Ce sont des images composites constituées de données rassemblées à partir de milliers d’images prises à des moments différents par des satellites.

Les technologies d’imagerie spatiale continuent d’améliorer leur capacité à reproduire des détails étonnants. Des historiens de l’art tels qu’Elizabeth A. Kessler ont lié (s’ouvrira dans un nouvel onglet) il s’agit d’une nouvelle génération d’images représentant le cosmos avec le concept philosophique du sublime.

Image prise par le télescope spatial Hubble des piliers de la création dans la nébuleuse de l’Aigle. (Crédit image : NASA, ESA et l’équipe Hubble Heritage (STScI/AURA))

Les photographies créent un sentiment d’immensité et de crainte qui peut laisser le spectateur submergé, semblable aux peintures romantiques du XIXe siècle telles que le Yellowstone Grand Canyon de Thomas Moran (1872).

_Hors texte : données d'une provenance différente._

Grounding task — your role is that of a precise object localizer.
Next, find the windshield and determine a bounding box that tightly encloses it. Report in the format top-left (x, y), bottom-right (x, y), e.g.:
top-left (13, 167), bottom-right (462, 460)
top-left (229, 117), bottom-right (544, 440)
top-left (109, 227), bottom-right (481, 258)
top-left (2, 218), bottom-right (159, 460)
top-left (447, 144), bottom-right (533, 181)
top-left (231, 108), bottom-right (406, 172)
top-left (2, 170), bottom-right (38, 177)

En 1995, le télescope spatial Hubble a découvert des montagnes de gaz et de poussière dans la nébuleuse de l’Aigle. Connu comme les piliers de la création (s’ouvrira dans un nouvel onglet)l’image capture le gaz et la poussière en train de créer de nouvelles étoiles.

Plus tôt cette année, la NASA a publié les premières images prises par le télescope spatial James Webb.

Basé sur les découvertes de Hubble (s’ouvrira dans un nouvel onglet)Webb est conçu pour restituer les longueurs d’onde infrarouges à un niveau sans précédent. (s’ouvrira dans un nouvel onglet) clarté.

L’image du télescope spatial James Webb du quintette de Stefan est l’une des premières images de qualité scientifique publiées par l’observatoire en 2022. (Crédit image : NASA, ESA, CSA et STScI)

Ces avancées technologiques peuvent aider à expliquer la fascination persistante du photographe en 2022. Le premier photographe de notre planète était incroyablement lo-fi.

Blue Marble est la dernière photographie complète de la Terre prise par une personne réelle à l’aide d’un film analogique développé dans une chambre noire lorsque l’équipe est revenue sur Terre.

Cet article est republié de The Conversation (s’ouvrira dans un nouvel onglet) sous licence Creative Commons. Lire l’article original (s’ouvrira dans un nouvel onglet).